By Tom Rivers, Editor Posted 12 November 2014 at 12:00 am

File photo by Tom Rivers – For 112 years, this building at the corner of Main and State streets was home to Swan Library. It was vacated in June 2012 when the library moved to the new Hoag Library. It could be sold by the end of the year.

ALBION – A local businessman has submitted an offer to buy the former Swan Library on Main Street. The building has been vacant since June 2012, when Albion’s public library moved to the new Hoag Library.

The Swan Library Association owns the building and has been looking for a new owner. The library has been spending $25,000 to $28,000 annually for maintenance, insurance and other costs for the former library, which was originally a mansion constructed in 1851.

It was donated by the Swan family as a public library, which opened in 1900. The site became too cramped for a modern library and patrons complained there were only a few parking spaces. It is air-conditioned and has an elevator.

Library President Kevin Doherty didn’t disclose who made the offer and what the intended use is for the building. He said the library will be working with Holley attorney Doug Heath on the real estate transaction.
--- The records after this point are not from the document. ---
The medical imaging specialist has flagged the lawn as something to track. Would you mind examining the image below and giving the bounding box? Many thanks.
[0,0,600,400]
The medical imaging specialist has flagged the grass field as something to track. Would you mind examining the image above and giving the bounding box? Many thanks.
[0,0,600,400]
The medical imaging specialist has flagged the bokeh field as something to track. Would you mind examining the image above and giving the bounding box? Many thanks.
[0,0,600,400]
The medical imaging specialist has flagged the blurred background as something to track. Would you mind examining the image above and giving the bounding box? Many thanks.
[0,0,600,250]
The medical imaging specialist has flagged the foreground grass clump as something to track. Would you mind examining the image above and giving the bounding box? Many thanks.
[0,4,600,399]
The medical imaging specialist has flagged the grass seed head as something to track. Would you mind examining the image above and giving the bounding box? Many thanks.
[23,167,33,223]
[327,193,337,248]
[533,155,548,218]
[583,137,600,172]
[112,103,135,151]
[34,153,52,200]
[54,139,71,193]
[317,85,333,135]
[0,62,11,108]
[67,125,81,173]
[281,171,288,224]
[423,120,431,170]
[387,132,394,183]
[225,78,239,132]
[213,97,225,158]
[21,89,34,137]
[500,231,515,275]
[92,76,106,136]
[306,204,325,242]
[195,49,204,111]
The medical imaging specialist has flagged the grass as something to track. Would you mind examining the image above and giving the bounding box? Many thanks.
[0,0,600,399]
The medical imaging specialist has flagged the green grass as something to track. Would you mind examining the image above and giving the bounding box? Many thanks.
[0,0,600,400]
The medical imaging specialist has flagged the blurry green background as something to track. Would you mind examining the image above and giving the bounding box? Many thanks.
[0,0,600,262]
Doherty said a local businessman made a cash offer.

“Folks we’re not going to get $500,000 for the building over there,” Doherty said at tonight’s library trustee meeting.

The deal was facilitated by Grace Kent and Linda Smith, Doherty said.

The library will reach out to County Historian Bill Lattin for advice about preserving artifacts inside the building, which is included on the National Register of Historic Places.

The former library was eyed as a local history museum, but that project didn’t come to fruition.